Purpose: : IL-1 has been shown to be an important cytokine involved in regulating wound healing and inflammation in the injured cornea. The present study investigated the effect of topical application of IL-1 receptor antagonist (IL-1Ra) in blocking the entry of inflammatory cells into the scrapped cornea and corneal myofibroblast generation after PRK in rabbit corneas.

Methods: : Two different experiments were performed. In the preliminary phase designed to verify the IL-1 receptor antagonist functioned in rabbits, five rabbits were divided into two groups of control BSS (2 rabbits) and IL-1Ra (Amgen) (3 rabbits) treatments. One cornea from each rabbit was scraped and IL-1Ra at the dose of 20 mg/ml or BSS was applied topically every 6 hours for 24 hours. Rabbits were sacrificed after 24 hr and corneal rims were preserved in OCT. 8-10 micron sections were cut and stained with Cd11b, a marker for monocytes. In the second phase to test the effect of the IL-1Ra on myofibroblast generation and haze, twelve rabbits were divided into two groups of 6 rabbits each and treated with control BSS or IL-1Ra, respectively. -9.0 diopter PRK on left eye was performed in each animal and the IL-1Ra at 20 mg/ml or BSS was applied topically every 6 hours for 24 hours in the respective groups. Rabbits were sacrificed after 1 month. Corneal rims were preserved in OCT, sections were cut and immunohistochemistry for a-smooth muscle actin (SMA) was performed.

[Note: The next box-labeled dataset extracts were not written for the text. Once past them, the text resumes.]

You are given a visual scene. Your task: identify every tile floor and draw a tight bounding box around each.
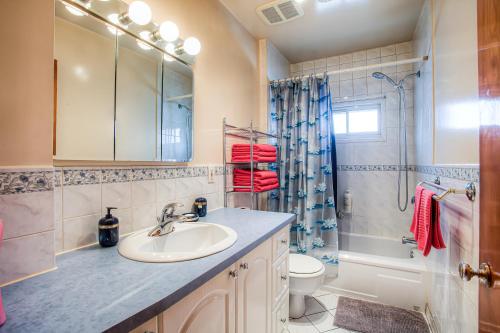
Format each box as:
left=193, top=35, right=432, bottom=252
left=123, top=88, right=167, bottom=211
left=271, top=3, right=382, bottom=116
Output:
left=288, top=289, right=356, bottom=333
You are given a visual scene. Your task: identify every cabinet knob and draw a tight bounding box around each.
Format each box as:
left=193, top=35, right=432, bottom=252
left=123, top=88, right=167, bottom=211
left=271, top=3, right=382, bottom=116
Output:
left=229, top=270, right=238, bottom=279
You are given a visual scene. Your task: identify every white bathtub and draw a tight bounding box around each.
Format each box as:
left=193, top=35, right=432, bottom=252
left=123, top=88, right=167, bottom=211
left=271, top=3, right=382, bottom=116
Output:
left=325, top=233, right=428, bottom=311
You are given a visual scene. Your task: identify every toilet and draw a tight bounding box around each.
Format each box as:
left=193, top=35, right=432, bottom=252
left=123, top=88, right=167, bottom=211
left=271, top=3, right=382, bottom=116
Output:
left=290, top=253, right=325, bottom=318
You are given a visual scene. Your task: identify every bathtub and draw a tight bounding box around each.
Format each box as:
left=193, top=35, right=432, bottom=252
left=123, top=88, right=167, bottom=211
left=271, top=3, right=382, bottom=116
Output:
left=324, top=233, right=428, bottom=311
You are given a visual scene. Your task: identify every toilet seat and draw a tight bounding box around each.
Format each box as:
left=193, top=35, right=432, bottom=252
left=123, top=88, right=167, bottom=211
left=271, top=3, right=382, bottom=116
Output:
left=289, top=253, right=325, bottom=278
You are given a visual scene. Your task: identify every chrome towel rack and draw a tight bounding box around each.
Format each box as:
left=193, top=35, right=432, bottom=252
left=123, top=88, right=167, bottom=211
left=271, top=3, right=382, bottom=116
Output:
left=417, top=177, right=476, bottom=201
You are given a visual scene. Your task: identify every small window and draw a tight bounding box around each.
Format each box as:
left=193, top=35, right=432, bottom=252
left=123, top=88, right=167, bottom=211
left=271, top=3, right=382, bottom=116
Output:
left=333, top=101, right=383, bottom=141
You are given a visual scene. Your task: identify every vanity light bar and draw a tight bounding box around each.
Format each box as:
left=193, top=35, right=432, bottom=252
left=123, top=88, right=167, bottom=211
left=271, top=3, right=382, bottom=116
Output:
left=60, top=0, right=201, bottom=61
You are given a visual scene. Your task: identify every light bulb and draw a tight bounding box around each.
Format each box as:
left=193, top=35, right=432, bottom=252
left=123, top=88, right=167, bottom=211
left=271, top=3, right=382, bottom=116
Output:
left=139, top=30, right=151, bottom=41
left=160, top=21, right=179, bottom=42
left=128, top=1, right=153, bottom=25
left=165, top=43, right=175, bottom=54
left=182, top=37, right=201, bottom=56
left=163, top=54, right=175, bottom=62
left=137, top=40, right=152, bottom=51
left=65, top=4, right=87, bottom=16
left=106, top=24, right=123, bottom=36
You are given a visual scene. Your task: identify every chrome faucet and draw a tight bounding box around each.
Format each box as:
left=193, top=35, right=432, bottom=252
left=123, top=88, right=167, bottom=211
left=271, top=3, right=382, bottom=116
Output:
left=401, top=236, right=417, bottom=244
left=148, top=202, right=184, bottom=237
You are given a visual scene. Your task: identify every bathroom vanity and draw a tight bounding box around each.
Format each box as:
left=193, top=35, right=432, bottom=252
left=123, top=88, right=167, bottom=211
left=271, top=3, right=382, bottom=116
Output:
left=0, top=208, right=295, bottom=333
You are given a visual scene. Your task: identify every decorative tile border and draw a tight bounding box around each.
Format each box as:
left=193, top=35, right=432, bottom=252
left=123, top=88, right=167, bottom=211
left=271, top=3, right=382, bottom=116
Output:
left=0, top=170, right=54, bottom=195
left=337, top=164, right=416, bottom=171
left=416, top=165, right=479, bottom=183
left=337, top=164, right=479, bottom=182
left=0, top=166, right=224, bottom=195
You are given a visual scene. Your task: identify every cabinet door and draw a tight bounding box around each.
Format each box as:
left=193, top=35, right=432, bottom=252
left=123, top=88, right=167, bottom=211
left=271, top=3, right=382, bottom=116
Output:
left=162, top=265, right=237, bottom=333
left=237, top=240, right=272, bottom=333
left=273, top=294, right=289, bottom=333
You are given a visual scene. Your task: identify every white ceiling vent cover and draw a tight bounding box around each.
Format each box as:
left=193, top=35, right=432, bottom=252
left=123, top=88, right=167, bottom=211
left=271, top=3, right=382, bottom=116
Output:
left=257, top=0, right=304, bottom=25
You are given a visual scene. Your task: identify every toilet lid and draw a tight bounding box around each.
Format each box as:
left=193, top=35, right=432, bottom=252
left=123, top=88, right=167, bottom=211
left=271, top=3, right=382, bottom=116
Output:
left=290, top=253, right=323, bottom=274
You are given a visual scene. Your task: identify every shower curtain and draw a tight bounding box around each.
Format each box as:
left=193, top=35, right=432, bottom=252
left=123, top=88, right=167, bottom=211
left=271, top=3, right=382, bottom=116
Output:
left=269, top=75, right=338, bottom=275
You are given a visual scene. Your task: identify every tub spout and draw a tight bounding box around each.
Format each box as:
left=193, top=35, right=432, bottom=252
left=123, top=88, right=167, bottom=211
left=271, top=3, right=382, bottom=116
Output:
left=401, top=236, right=417, bottom=244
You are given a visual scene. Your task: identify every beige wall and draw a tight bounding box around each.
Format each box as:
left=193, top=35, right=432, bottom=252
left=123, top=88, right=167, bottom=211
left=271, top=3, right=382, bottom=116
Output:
left=0, top=0, right=54, bottom=166
left=434, top=0, right=479, bottom=164
left=131, top=0, right=259, bottom=164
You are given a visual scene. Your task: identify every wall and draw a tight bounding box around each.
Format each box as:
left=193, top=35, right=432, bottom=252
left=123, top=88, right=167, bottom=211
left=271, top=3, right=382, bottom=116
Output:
left=414, top=0, right=479, bottom=332
left=434, top=0, right=479, bottom=164
left=0, top=0, right=54, bottom=166
left=291, top=42, right=415, bottom=239
left=0, top=0, right=259, bottom=284
left=0, top=0, right=55, bottom=283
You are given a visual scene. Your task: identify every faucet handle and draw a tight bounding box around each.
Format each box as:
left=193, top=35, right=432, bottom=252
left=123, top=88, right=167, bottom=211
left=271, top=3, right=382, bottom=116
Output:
left=163, top=202, right=184, bottom=216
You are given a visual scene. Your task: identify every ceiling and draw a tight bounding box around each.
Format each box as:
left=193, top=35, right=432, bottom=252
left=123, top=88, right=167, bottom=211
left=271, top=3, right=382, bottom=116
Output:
left=220, top=0, right=424, bottom=63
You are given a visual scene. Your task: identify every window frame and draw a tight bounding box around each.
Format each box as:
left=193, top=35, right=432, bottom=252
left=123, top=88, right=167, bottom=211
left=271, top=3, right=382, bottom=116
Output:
left=333, top=98, right=386, bottom=143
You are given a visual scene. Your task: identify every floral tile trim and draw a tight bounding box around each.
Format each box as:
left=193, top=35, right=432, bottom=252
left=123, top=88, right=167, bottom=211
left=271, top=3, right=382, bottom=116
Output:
left=101, top=169, right=132, bottom=184
left=337, top=164, right=416, bottom=171
left=0, top=171, right=54, bottom=195
left=62, top=169, right=101, bottom=186
left=416, top=165, right=479, bottom=183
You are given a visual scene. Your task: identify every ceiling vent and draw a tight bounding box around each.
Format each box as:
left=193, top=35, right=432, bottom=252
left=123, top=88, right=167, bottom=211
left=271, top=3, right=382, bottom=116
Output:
left=257, top=0, right=304, bottom=25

Results: : Cd11b+ cells counted at 400X field were significantly higher in the BSS group indicating the presence of increased inflammation compared to the IL-1Ra treated group in scrapped rabbit corneas (79.4+0.1 in the BSS treated group and 15.2+0.9 in the IL-1Ra treated group, p<0.001). This result indicated that the IL-1Ra functioned to block IL-1 effects in rabbits. In the PRK treated corneas collected after one month, IL-1Ra treatment significantly reduced the myofibroblast generation (44.2+2.9 SMA+ cells/400X field in the BSS group and 20.3+1.9 SMA+ cells/400X field in the IL-1Ra treated group, p<0.001). However, haze monitored at the slit lamp at one month after surgery was not significantly different between IL-1Ra and control group.

Conclusions: : IL-1Ra antagonist decreased SMA+ myofibroblasts in the stroma at one month after 9-diopter PRK. The mechanism of this decrease is unknown. Possibilities include interference with the recruitment of non-resident progenitor cells to myofibroblasts or interference with the development of myofibroblasts. Interestingly, there was no difference in corneal opacification (haze) between the two groups at one month.